Situation financière des communes : les maires obligés de faire plus avec toujours moins !

A l’initiative du groupe Les Républicains, les sénateurs ont débattu mardi 3 mai, de la situation financière des communes. Les baisses drastiques des dotations ont littéralement asphyxié les budgets locaux ; les maires voient leurs marges de manœuvres se rétrécir de manière alarmante. « Pour justifier la baisse des dotations on nous dit que les communes dépenseraient trop et mal ? Quand nos villages seront désertés c’est vrai qu’il n’y aura plus rien à dépenser... » a alerté Daniel Chasseing (Corrèze).

L’intervention de François Baroin, sénateur de l’Aube et Président de l’AMF

Pendant ce temps, le gouvernement parade sur une baisse du déficit public qui n’est même pas de son fait ! Si le budget de l’Etat voit aujourd’hui son solde amélioré, c’est grâce aux communes en grande partie, qui se serrent la ceinture pendant que les administrations et le gouvernement ne cessent de dépenser toujours plus. Francis Delattre (Val d’Oise) a d’ailleurs souligné que : « Après avoir fait les poches des Français et des entreprises, le gouvernement s’est ensuite attaqué aux collectivités ! ».
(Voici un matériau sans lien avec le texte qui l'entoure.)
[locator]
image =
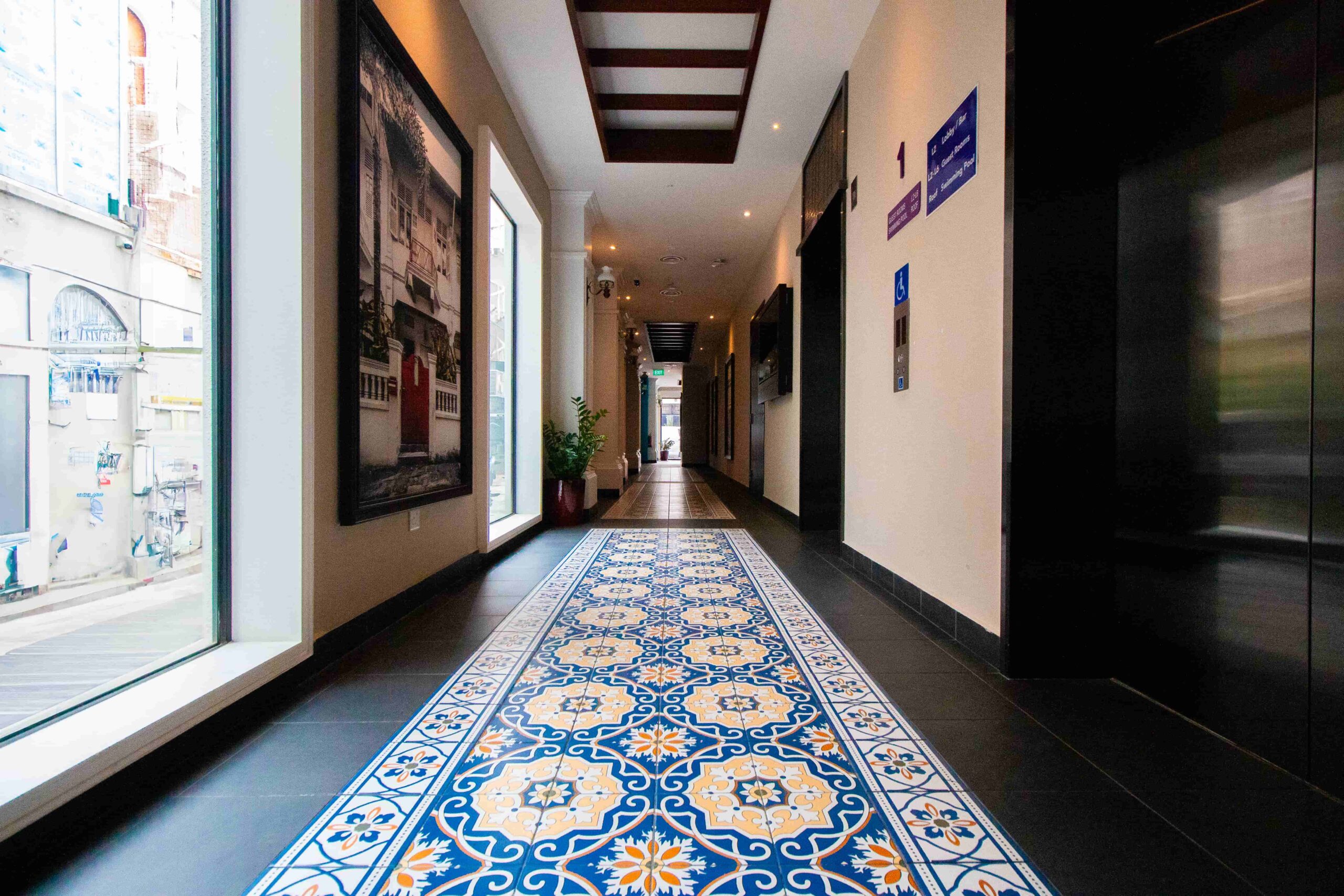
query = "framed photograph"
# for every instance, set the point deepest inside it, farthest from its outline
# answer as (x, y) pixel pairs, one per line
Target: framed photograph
(729, 404)
(405, 359)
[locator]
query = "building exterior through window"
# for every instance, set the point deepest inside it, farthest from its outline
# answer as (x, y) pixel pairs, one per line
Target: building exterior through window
(503, 368)
(104, 340)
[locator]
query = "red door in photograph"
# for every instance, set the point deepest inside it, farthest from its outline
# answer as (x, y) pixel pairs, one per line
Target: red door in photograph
(414, 402)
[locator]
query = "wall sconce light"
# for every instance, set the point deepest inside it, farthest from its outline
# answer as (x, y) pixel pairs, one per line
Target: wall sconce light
(605, 281)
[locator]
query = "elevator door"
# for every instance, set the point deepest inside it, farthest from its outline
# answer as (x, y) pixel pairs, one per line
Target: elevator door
(1214, 393)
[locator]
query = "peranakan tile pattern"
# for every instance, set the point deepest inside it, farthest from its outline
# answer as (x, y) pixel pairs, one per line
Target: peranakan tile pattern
(668, 500)
(663, 715)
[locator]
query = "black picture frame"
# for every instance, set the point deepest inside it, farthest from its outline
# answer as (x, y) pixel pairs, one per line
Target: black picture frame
(729, 404)
(356, 503)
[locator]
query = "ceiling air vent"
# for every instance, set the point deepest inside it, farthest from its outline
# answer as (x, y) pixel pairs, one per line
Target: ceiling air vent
(671, 342)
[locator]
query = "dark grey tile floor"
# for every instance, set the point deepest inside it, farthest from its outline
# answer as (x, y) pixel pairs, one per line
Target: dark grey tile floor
(1107, 792)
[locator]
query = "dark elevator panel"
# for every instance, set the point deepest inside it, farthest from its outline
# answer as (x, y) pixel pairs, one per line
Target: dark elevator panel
(1328, 416)
(820, 410)
(1214, 376)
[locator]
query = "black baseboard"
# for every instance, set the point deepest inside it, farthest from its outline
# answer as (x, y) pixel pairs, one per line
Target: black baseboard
(965, 632)
(120, 796)
(788, 516)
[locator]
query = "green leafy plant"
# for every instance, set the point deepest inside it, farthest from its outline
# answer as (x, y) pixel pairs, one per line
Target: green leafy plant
(568, 455)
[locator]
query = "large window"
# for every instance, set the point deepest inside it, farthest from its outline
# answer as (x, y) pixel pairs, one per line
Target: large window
(109, 309)
(503, 376)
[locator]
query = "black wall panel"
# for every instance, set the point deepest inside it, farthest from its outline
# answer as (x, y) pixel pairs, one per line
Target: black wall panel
(1327, 687)
(1214, 376)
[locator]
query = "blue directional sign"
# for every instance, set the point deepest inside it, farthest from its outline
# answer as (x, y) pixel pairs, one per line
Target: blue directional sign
(952, 154)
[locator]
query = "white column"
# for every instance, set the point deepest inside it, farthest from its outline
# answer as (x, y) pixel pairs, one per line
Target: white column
(569, 312)
(608, 382)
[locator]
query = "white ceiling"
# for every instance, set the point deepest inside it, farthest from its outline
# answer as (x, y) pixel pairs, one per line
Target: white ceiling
(652, 210)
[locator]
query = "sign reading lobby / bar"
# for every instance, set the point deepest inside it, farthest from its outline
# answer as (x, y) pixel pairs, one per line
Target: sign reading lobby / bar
(952, 154)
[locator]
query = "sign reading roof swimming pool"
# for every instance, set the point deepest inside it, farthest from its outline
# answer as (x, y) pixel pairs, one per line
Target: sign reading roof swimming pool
(952, 154)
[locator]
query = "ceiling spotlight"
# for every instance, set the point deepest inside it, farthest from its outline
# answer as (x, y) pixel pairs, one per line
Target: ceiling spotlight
(605, 281)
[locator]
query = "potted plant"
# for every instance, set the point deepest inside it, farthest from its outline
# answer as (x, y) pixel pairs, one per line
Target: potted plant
(568, 456)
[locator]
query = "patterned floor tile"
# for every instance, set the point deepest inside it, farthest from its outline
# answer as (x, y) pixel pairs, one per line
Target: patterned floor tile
(663, 715)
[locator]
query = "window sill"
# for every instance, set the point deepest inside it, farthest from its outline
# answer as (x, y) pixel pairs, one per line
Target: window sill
(508, 529)
(57, 762)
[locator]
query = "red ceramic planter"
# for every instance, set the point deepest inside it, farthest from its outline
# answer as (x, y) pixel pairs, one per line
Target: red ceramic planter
(562, 501)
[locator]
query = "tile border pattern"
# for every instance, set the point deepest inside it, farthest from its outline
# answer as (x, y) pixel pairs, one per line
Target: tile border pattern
(799, 621)
(466, 703)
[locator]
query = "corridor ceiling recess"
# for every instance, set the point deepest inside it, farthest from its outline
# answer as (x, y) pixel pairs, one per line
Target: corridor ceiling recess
(543, 54)
(668, 81)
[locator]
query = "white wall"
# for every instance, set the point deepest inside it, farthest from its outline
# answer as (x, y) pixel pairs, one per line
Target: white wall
(924, 467)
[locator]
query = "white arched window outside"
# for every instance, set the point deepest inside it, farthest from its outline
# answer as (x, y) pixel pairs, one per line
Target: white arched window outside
(81, 318)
L’intervention de Cédric Perrin, sénateur du Territoire de Belfort

Non content d’une « simple » baisse les dotations, l’exécutif ne manque pas une occasion d’alourdir, encore, les charges qui pèsent sur les communes : rythmes scolaires, normes en tous genres créatrices de charges supplémentaires. Faire plus avec toujours moins ; l’effet ciseau est dévastateur… « Il est temps de desserrer le nœud coulant qui étrangle les communes depuis 2014 et pénalise le contribuable local. » s’est alarmé Cédric Perrin (Territoire de Belfort).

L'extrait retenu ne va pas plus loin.